We also had to carefully consider network access to development, certification, integration, and production environments with Payment Card Industry Data Security Standard (PCI DSS) and Personally Identifiable Information (PII) zones and access restrictions required for compliance as required by Sabre’s mission critical applications.

By concentrating decision making in a committee with relevant migration expertise, it prevented the team from getting blocked and helped us make the most appropriate decision.

We also introduced or updated documentation throughout the process to unify our understanding of systems and processes, leading to more efficient collaboration and streamlined project execution. This was in addition to new and updated metrics to consistently measure performance using Agile and DORA metrics to track progress across workstreams. 

Technology

Next, we needed the right technology and tools to tackle our legacy code. That started with new and updated developer productivity tools, including common Continuous Integration/Continuous Delivery pipeline frameworks, and consistent integrated development environment (IDE) configuration with automated updates. 

We also (re-)introduced various architecture patterns and development practices to improve our system observability, increase delivery consistency, and minimize the risk of downtime: 

  • Pub/Sub (Publisher/Subscriber) enabled services to communicate asynchronously which improved flexibility and avoided delayed messages.
  • Event sourcing improved observability with an immutable, append-only store of data states.
  • Strangler pattern lowered the risk of downtime during migration by introducing a façade in front of legacy systems. This allowed for incremental development work and a seamless transfer as new systems were introduced.
  • Sharding involved partitioning databases into smaller parts for faster, more scalable, and lower costs data processing.

Reaping the rewards and innovating in parallel

Ultimately, we implemented a combination of activities across our tech stack and engineering organization to address multiple legacy systems. The effort has been worth it.

  • We moved 93% of compute capacity from physical data centers to the public cloud, resulting in a 50% decrease in our compute costs.
  • We migrated more than 120 million bookings from a mainframe-based system to one using Google Cloud’s Spanner database, without impacting customer operations. 
  • And we modernized siloed data stores by migrating them to Google’s Big Query data lake product, lowering costs, and improving security and data management in the process.

As systems were modernized, it presented opportunities to try new technologies that were not previously available to us.
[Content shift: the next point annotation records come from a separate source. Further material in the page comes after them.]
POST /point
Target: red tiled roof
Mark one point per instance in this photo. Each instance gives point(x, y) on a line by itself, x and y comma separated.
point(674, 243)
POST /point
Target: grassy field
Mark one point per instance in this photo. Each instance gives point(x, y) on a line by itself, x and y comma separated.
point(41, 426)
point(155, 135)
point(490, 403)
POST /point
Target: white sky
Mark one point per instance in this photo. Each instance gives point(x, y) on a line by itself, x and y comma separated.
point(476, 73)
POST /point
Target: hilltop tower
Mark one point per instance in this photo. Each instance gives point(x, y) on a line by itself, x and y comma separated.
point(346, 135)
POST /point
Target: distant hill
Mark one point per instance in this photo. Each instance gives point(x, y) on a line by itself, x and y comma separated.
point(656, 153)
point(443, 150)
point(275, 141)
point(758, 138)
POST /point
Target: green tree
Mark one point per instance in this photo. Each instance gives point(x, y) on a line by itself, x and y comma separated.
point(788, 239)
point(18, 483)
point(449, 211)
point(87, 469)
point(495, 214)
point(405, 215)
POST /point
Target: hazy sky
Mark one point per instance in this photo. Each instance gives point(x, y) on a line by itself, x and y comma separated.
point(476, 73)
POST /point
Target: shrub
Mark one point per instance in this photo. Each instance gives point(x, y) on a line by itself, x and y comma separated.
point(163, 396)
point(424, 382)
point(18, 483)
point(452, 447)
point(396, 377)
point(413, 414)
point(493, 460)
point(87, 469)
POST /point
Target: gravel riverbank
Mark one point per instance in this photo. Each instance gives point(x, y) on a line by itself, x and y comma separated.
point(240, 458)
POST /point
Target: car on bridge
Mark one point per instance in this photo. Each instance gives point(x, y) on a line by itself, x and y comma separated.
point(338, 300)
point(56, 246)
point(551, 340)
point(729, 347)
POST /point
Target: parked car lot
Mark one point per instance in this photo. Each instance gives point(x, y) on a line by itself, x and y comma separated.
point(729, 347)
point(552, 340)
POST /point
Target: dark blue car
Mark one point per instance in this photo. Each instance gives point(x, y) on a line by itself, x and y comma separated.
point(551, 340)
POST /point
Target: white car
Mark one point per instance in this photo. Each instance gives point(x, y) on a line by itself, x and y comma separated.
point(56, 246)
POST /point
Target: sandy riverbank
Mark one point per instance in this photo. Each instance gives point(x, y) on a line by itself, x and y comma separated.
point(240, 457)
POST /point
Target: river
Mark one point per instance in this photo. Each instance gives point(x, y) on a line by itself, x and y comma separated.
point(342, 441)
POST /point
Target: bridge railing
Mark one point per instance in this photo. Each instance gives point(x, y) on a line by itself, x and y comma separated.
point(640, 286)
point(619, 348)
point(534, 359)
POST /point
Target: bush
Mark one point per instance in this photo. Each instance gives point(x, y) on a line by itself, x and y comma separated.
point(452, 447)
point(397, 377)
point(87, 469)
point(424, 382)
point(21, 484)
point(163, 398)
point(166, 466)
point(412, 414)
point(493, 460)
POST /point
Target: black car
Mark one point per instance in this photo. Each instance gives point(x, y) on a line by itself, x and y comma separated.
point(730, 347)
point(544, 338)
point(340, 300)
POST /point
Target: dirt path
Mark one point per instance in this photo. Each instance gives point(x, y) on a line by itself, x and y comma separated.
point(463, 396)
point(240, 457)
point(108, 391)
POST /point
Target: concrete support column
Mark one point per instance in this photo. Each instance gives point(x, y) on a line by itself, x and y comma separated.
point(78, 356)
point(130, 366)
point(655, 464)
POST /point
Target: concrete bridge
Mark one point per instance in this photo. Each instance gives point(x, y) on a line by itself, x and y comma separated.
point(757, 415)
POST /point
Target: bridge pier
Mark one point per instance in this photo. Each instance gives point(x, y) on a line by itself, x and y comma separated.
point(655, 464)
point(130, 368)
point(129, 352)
Having data stored in more modern systems has enabled Sabre to use the Google Vertex AI platform to build AI-enabled products that increase revenue and operating margins for our customers, such as Air Price IQ to personalize flight prices, and Ancillary IQ to sell ancillary products based on market and traveler context.
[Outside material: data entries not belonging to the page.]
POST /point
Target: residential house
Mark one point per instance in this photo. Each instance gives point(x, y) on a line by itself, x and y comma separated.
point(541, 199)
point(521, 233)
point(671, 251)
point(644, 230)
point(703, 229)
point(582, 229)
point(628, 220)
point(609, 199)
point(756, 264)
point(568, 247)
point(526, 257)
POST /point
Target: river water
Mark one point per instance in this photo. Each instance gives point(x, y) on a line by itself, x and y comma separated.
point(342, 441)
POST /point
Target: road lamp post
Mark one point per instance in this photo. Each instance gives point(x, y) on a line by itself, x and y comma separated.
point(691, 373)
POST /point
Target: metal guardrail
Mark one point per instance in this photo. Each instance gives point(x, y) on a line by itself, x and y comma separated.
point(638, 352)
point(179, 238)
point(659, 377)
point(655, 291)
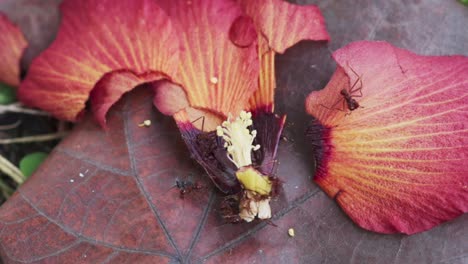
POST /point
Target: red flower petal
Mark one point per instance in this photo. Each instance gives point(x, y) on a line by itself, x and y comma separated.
point(217, 74)
point(112, 86)
point(12, 45)
point(264, 97)
point(398, 163)
point(95, 38)
point(285, 24)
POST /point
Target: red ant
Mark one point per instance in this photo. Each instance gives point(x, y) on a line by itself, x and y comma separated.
point(186, 187)
point(351, 103)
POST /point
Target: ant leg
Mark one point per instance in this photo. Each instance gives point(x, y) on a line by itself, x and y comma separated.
point(333, 106)
point(343, 106)
point(359, 79)
point(203, 122)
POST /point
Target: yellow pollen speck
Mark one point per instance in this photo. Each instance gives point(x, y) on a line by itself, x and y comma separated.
point(214, 80)
point(145, 123)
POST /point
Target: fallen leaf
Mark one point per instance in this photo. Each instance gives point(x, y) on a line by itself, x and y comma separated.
point(126, 210)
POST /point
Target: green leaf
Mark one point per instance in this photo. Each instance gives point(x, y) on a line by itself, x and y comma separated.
point(7, 94)
point(31, 162)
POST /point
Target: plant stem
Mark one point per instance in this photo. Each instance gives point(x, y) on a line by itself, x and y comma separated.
point(18, 108)
point(11, 170)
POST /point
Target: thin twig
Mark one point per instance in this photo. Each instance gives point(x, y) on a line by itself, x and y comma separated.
point(6, 190)
point(18, 108)
point(11, 170)
point(10, 126)
point(38, 138)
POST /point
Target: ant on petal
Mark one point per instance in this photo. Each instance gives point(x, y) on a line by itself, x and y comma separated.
point(348, 96)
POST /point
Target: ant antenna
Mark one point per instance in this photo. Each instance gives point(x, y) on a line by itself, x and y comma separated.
point(203, 122)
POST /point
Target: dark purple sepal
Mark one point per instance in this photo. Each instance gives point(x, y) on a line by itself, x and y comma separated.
point(269, 127)
point(207, 149)
point(319, 137)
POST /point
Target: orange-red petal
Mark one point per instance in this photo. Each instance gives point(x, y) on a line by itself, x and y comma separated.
point(110, 88)
point(399, 162)
point(217, 74)
point(284, 24)
point(264, 97)
point(97, 37)
point(12, 45)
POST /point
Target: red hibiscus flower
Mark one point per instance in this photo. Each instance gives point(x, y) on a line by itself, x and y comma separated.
point(391, 137)
point(211, 64)
point(12, 46)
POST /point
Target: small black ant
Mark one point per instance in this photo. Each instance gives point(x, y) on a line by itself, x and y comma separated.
point(202, 118)
point(186, 187)
point(348, 96)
Maintaining or modernizing legacy code and innovating with new products isn’t an either/or decision. We need to do both in parallel to stay competitive and deliver value for customers. Most importantly, using data moved to the cloud, we developed and deployed Travel AI microservices across application suites. 
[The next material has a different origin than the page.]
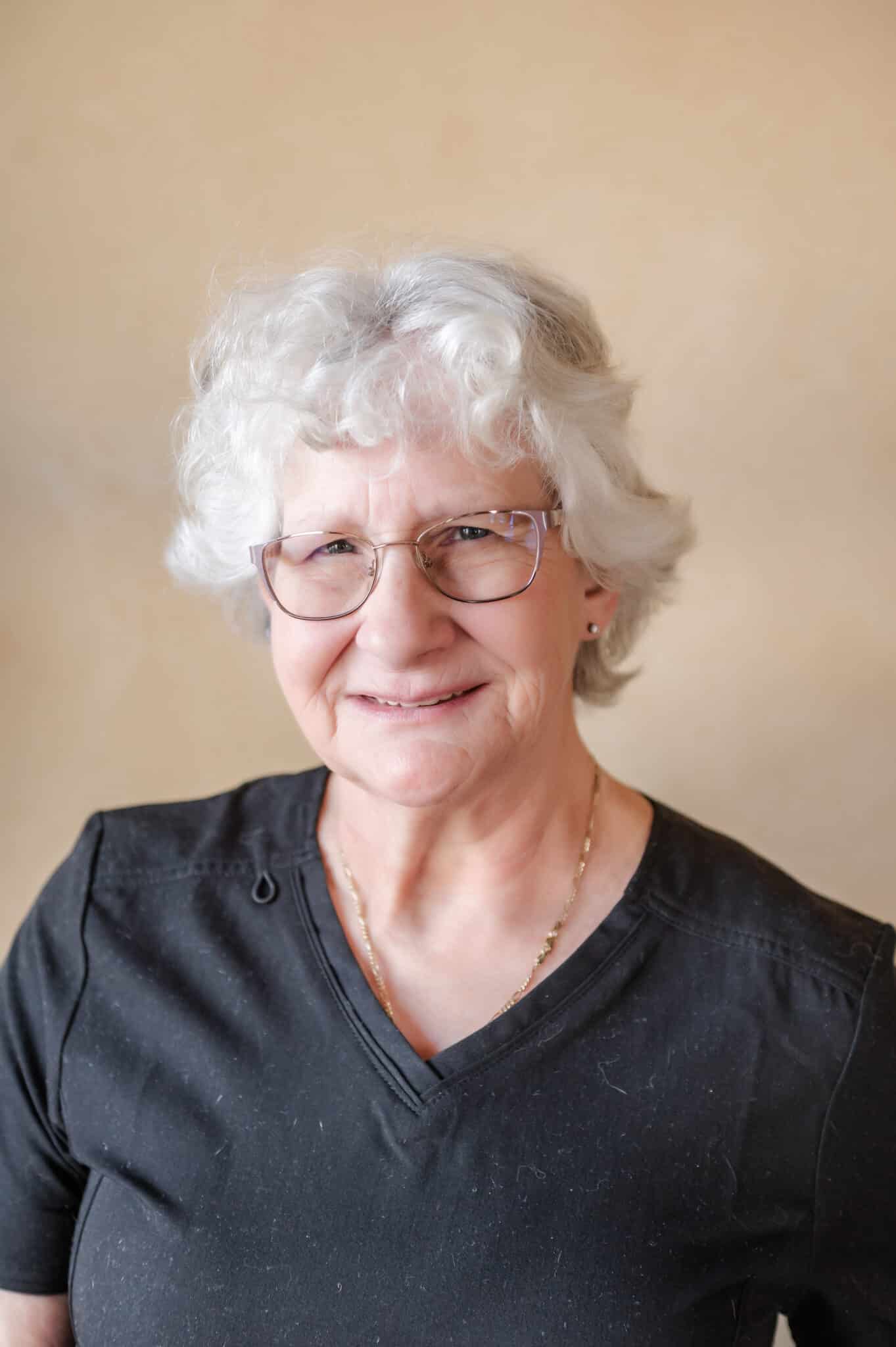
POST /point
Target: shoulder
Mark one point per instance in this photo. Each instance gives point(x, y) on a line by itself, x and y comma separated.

For example, we recently developed a hybrid capability to integrate AI-driven decision making into a check-in system due for modernization that re-accommodates passengers when flights are disrupted. Deploying such new capabilities while the older system was running in parallel demonstrated to the business that we could extend the scalability and intelligence of legacy code while carrying out modernization activities. 

Similarly, we were able to infuse generative AI into our existing tooling, allowing engineers to triage issues faster by cross-referencing context sensitive information from different sources using natural language, significantly lowering our mean time to repair (MTTR) during system incidents.

Thanks to careful consideration in the planning stage, executive buy-in, and close collaboration with trusted third parties, we were able to kick-off one of the largest tech transformation projects in the travel industry. I hope some of the lessons we learned are helpful in your own journeys to tackle legacy code and modernize your systems for business impact.